Victor’s gaze softened just a fraction, but he didn’t relent. He stepped forward, his eyes narrowing in on Kazou.
“Then why are you trembling? Why is your aim off-center? The weapon you hold is not a tool for revenge. It’s a tool for precision. It’s a tool for survival. If you can’t focus, you might as well walk away right now.”
Kazou’s eyes shot open, and his breath hitched. "I can focus,” he whispered fiercely. "I need to focus."
Victor’s expression was unreadable. “No. What you need is to stop lying to yourself. You’re not here because you want to be a better shot. You’re here because you’re afraid. Afraid of what you’ve done. Afraid of what you still have to do.”
Kazou’s heart skipped a beat. He knew it was true. He had spent years chasing redemption, only to find himself stuck in a loop, unable to escape the specter of Casimir. He wanted to stop him. He needed to stop him. But deep down, he feared that taking that shot would mean ending everything. It would mean ending his pursuit of redemption, his hope of saving anything or anyone.

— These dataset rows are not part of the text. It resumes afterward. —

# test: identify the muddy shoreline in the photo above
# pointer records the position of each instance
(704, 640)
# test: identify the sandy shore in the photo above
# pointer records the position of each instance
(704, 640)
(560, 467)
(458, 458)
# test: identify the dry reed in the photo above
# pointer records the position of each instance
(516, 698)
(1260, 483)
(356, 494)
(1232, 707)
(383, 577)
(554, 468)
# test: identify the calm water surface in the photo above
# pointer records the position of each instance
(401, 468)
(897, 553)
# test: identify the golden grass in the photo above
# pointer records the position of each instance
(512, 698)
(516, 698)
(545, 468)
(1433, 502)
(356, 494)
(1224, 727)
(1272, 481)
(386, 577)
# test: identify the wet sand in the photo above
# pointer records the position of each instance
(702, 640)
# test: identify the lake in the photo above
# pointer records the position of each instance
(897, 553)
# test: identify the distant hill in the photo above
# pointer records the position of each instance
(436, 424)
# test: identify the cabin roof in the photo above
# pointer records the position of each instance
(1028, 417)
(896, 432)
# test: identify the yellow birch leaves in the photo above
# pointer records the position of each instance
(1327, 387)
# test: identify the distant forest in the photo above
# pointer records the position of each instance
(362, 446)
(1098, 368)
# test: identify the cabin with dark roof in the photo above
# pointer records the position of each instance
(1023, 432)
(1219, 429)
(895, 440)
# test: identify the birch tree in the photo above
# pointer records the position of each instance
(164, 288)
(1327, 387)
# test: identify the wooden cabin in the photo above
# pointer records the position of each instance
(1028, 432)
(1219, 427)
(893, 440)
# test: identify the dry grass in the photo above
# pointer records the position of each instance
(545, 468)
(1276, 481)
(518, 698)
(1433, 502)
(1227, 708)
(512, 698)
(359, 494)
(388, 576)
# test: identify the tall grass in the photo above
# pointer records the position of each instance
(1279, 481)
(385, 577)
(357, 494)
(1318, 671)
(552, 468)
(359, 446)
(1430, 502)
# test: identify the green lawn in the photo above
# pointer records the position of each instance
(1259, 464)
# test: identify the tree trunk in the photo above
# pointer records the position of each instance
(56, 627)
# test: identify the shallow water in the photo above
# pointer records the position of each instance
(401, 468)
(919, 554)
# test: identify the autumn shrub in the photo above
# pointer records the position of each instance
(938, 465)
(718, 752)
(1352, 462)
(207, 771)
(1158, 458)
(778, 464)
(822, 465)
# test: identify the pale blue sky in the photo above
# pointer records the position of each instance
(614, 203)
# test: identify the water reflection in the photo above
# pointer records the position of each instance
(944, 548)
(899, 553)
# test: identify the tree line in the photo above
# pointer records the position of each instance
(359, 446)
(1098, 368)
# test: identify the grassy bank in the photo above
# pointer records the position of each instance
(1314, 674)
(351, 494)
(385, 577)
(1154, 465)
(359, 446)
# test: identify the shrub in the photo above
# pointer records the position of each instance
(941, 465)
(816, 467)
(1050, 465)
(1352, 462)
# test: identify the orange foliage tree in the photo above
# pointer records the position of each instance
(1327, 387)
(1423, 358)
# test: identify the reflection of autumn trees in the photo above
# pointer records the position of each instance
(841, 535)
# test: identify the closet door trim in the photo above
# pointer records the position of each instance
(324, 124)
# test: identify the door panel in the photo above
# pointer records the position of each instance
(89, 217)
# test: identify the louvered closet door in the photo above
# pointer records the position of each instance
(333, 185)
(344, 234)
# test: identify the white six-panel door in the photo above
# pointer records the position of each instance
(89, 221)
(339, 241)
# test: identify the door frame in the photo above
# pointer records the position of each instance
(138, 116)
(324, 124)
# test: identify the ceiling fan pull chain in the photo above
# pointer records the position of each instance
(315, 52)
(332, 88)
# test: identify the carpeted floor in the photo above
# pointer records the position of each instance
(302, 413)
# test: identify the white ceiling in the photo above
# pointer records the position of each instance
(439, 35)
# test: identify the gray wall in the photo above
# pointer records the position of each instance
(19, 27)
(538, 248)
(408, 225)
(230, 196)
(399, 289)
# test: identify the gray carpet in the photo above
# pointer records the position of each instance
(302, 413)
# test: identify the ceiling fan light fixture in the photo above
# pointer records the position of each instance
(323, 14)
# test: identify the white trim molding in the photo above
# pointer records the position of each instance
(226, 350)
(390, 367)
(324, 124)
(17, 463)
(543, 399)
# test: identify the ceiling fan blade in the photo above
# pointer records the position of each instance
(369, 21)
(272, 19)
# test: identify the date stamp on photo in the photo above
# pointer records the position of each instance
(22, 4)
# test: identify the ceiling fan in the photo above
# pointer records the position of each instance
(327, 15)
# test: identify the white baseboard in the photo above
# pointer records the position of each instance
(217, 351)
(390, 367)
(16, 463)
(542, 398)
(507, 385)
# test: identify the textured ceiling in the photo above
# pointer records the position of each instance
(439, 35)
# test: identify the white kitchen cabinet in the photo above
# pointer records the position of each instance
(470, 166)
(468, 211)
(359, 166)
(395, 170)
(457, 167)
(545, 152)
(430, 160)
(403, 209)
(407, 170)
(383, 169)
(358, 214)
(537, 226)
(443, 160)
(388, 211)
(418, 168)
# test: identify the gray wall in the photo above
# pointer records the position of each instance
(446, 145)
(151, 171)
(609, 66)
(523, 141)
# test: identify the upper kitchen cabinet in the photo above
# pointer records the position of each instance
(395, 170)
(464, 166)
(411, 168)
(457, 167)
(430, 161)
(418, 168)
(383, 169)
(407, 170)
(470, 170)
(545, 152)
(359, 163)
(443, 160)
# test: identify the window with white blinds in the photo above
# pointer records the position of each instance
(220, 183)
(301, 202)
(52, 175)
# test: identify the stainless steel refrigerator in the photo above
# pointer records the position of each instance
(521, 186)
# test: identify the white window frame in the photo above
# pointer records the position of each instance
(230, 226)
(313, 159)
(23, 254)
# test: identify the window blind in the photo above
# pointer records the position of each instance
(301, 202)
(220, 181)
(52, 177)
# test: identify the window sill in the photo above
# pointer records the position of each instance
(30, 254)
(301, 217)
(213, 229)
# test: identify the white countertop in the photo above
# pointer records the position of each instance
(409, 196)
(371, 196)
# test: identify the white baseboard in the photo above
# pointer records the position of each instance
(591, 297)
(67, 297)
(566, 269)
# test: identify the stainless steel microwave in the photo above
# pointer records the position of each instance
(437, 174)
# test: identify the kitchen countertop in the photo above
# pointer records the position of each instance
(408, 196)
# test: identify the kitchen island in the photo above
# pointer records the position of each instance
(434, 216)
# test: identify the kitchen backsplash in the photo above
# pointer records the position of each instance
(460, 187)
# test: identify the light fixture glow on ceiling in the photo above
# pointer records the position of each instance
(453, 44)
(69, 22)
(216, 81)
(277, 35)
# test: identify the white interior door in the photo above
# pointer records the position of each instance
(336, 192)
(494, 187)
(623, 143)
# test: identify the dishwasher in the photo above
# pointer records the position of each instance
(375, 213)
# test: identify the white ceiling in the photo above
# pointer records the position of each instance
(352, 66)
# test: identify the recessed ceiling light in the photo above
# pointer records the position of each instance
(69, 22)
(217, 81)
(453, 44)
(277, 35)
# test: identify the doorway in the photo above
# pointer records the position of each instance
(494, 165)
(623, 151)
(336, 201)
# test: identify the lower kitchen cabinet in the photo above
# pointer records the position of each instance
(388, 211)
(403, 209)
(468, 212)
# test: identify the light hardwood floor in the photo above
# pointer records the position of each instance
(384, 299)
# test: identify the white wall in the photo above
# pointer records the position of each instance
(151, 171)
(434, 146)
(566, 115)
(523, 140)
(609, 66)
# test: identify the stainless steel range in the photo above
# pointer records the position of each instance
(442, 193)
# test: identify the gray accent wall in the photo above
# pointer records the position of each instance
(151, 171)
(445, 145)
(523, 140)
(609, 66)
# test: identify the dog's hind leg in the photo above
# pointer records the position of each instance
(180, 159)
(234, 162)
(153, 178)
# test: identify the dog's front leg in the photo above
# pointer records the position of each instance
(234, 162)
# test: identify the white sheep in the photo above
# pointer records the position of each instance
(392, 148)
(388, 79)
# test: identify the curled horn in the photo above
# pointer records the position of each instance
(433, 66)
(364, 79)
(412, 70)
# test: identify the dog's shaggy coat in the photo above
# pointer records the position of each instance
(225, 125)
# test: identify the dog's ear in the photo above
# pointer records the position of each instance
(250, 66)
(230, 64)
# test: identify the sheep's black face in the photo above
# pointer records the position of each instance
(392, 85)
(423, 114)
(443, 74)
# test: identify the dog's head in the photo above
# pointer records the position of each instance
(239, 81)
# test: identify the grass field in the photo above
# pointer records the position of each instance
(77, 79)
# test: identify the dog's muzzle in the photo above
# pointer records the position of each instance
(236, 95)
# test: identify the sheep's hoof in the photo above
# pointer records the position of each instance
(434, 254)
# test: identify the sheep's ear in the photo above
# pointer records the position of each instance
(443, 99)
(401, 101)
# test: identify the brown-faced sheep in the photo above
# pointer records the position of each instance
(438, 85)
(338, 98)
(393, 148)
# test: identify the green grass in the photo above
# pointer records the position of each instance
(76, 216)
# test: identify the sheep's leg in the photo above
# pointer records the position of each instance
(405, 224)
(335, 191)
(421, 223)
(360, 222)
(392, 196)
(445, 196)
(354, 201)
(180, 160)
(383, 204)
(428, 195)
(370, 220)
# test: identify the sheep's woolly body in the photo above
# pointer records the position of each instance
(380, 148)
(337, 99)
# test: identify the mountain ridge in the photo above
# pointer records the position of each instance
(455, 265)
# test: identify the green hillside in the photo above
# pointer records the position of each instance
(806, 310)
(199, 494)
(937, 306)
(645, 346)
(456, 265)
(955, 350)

But he couldn’t stop now. He had to do it.
Kazou set his sights on the target once again. His hand was steady, but his mind still raced. His finger hovered above the trigger.
“Why are you really doing this?” Victor asked softly, his voice gentle but firm. “What are you really aiming at?”
Kazou's breath caught in his throat. The question hit him like a physical blow. What was he really aiming at? The monster that Casimir had become? Or was he aiming at the broken pieces of his own soul, hoping that if he ended Casimir, he would somehow end the pain?
“I... I don’t know,” Kazou whispered, his voice barely audible. "I don’t know anymore."
Victor remained silent for a long moment, watching Kazou carefully. Then, with a final sigh, he spoke.
“If you don’t know what you’re really aiming for, then you’re not ready. Not for this. Not yet.”
Kazou let out a slow, defeated breath, his fingers loosening from the rifle’s grip. He looked down at the gun, feeling the weight of it in his hands. But it was not the weapon that weighed him down—it was the fear. Fear that he wasn’t strong enough. Fear that he would never be able to stop Casimir. Fear that pulling the trigger would be the end of him, too.
“I’m sorry,” Kazou muttered, his voice hollow. “I’m not ready.”
Victor stepped back, folding his arms across his chest. His eyes softened, but the disappointment in them was clear. "Take your time. You’ll be ready when you understand what you're truly aiming for.”
Kazou stood there for a long time, staring at the target, unsure of what he was really aiming at. The cold wind outside howled louder, rattling the windows of the training facility, but in that silence, Kazou’s mind was deafening. He wasn’t ready. Not yet.
And for the first time, he wasn’t sure if he ever would be.